Contact:Marcel BergeronChief Financial
Officer
(514) 232-3344
marcel.bergeron1@videotron.ca
Neither the TSX Venture Exchange nor its
Regulation Services Provider (as that term is defined in the
policies of the TSX Venture Exchange) accepts responsibility for
the adequacy or accuracy of this release. The TSX Venture Exchange
Inc. has in no way passed upon the merits of the proposed
Transaction and has neither approved nor disapproved the contents
of this news release. Cautionary Note Regarding Forward-Looking
Statements: Certain statements made in this press release that are
not historical facts are forward-looking statements and are subject
to important risks, uncertainties and assumptions, both general and
specific, which give rise to the possibility that actual results or
events could differ materially from our expectations expressed in
or implied by such forward-looking statements. Such statements
include: the completion of the Transaction and the timing thereof.
Completion of the Transaction is subject to a number of conditions,
including but not limited to, TSXV approval and if applicable,
disinterested shareholder approval. Where applicable, the
Transaction cannot close until the required shareholder approval is
obtained.
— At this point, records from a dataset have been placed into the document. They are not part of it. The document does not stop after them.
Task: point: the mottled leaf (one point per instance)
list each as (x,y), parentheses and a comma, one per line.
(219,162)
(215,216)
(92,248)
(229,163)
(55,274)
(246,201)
There can be no assurance that the Transaction will be
completed as proposed or at all.Investors are cautioned that,
except as disclosed in the management information circular to be
prepared in connection with the Transaction, any information
released or received with respect to the Transaction may not be
accurate or complete and should not be relied upon. Trading in the
securities of Quinto should be considered highly speculative. We
cannot guarantee that any forward-looking statement herein will
materialize, and readers are cautioned not to place undue reliance
on these forward-looking statements. These forward-looking
statements involve risks and uncertainties related to, among other
things, changes of law and regulations; changes of government;
failure to obtain regulatory approvals or Quinto shareholder
approval; failure of Quinto to obtain necessary financing; failure
to obtain third party consents; and regulatory changes. The
forward-looking statements contained in this press release
represent our expectations as of the date hereof. Forward-looking
statements are presented for the purpose of providing information
about management's current expectations and plans and allowing
investors and others to obtain a better understanding of our
anticipated operating environment. Readers are cautioned that such
information may not be appropriate for other purposes.